Many communities have established alternative education as part of the public school system or as part of the community college system. Individuals still in high school that have special education needs find help through placement in the program by the school principals and counselors in partnership with the student’s parents. This method of obtaining help usually is the result of behavioral issues that develop in the classroom. The students go through an evaluation process and receive help with behavior and academics that meet their needs as an individual.
Some communities use the community college system to assist students above high school age to receive help with his or her alternative education needs. Many times, these programs are voluntary but require a commitment from the prospective student to look beyond getting a GED to continuing his or her education by pursuing an Associate degree and in some cases enrolling in a four-year degree program. This approach recognize that addressing the alternative education needs of all age groups is important and may result in a better educated workforce that may improve the community economy.
Churches are also a good resource that provides help for addressing the community alternative education needs. Some churches offers GED, tutoring classes, vocational training, and basic life skill training to assist those struggling students with additional help with their education. The help students get from churches has the additional benefit of improving relationship skills. Building a relationship is important when helping students who have special needs therefore, a mentor or tutor is another source for obtaining help in getting alternative education. A mentor can be a good source because he or she can provide that support system a student needs when the challenge of obtaining an education materializes. Mentors can provide the student with the hope he or she is not getting elsewhere. A mentor can influence the student to strive for excellence once he or she has built a relationship of trust and respect with the mentee.

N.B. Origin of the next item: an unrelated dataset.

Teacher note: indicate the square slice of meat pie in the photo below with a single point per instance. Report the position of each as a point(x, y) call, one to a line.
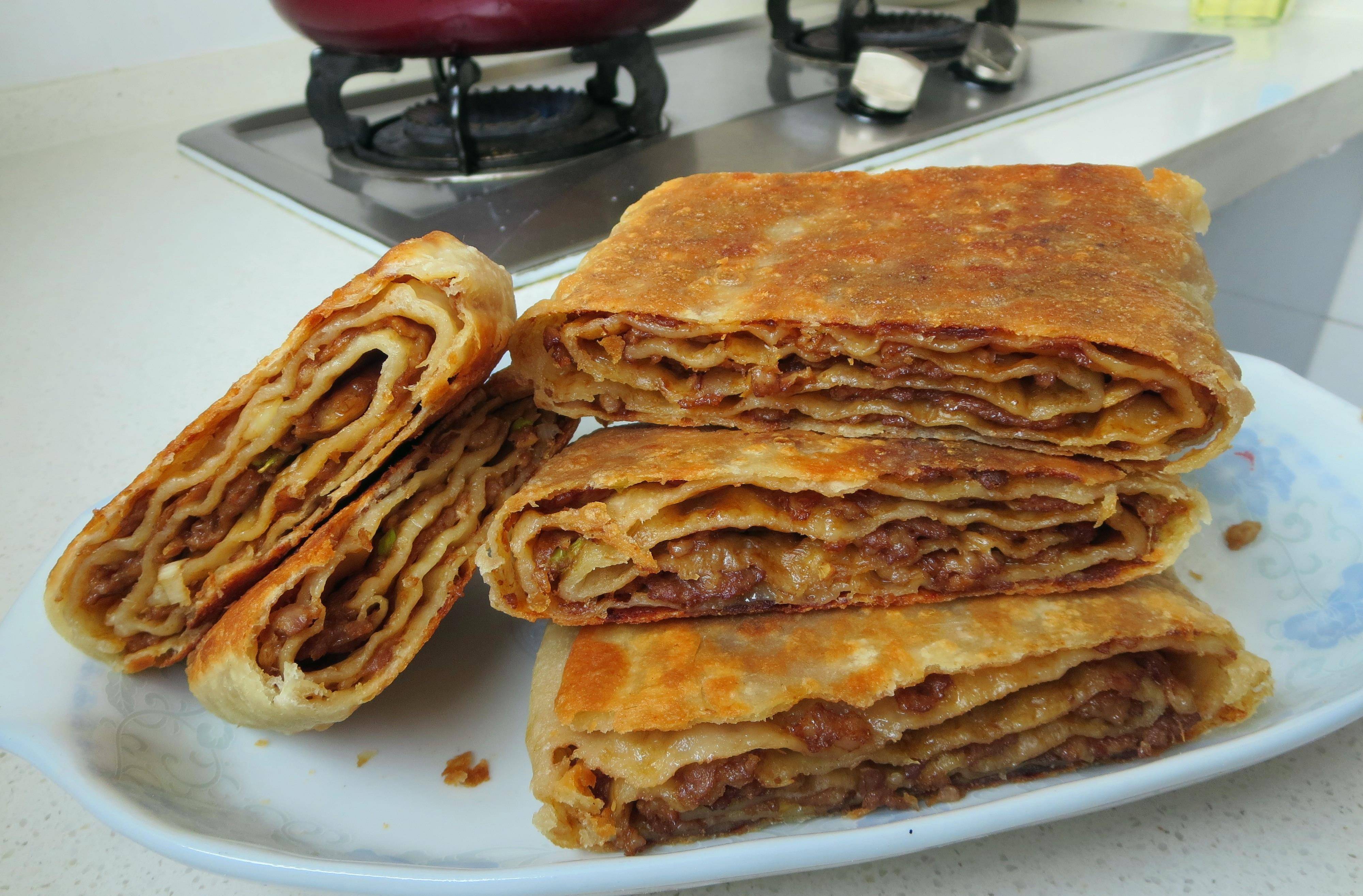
point(1060, 308)
point(640, 523)
point(679, 730)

A tutor is a good resource for obtaining an alternative education because they help prepare the student in many ways. Tutors who are subject matter experts can help the struggling student explore different ways to approach learning a subject. One on one help opens up avenues for the student to explore a subject better than trying to learn the subject by oneself. Students who have a tutor can get help with study, test taking, and learning strategies that will equip them for success.
Other ways of obtaining alternative education is through writing and publishing. Students who learn to express themselves through writing and publishing their work may be able to improve his or her self-esteem, self-image, and social identity (Jacobi, 2008). Sometimes it takes out of the box thinking to help the more difficult cases to obtain the alternative education they need. Many factors contribute to the need for alternative education but the rekindling of the human spirit is one of the best ways to get help obtaining alternative education.
De la Ossa, P. (2005). “Hear my voice:” Alternative high school students’ perceptions and Implications for school change. American
Secondary Education, 34(1), 24-39. Retrieved from ABI/INFORM Global database.
Jacobi, T. (2008). Writing for change: Engaging juveniles through alternative literacy education. The Journal of Correctional Education,
59(2), 71-93. Retrieved from ABI/INFORM Global database.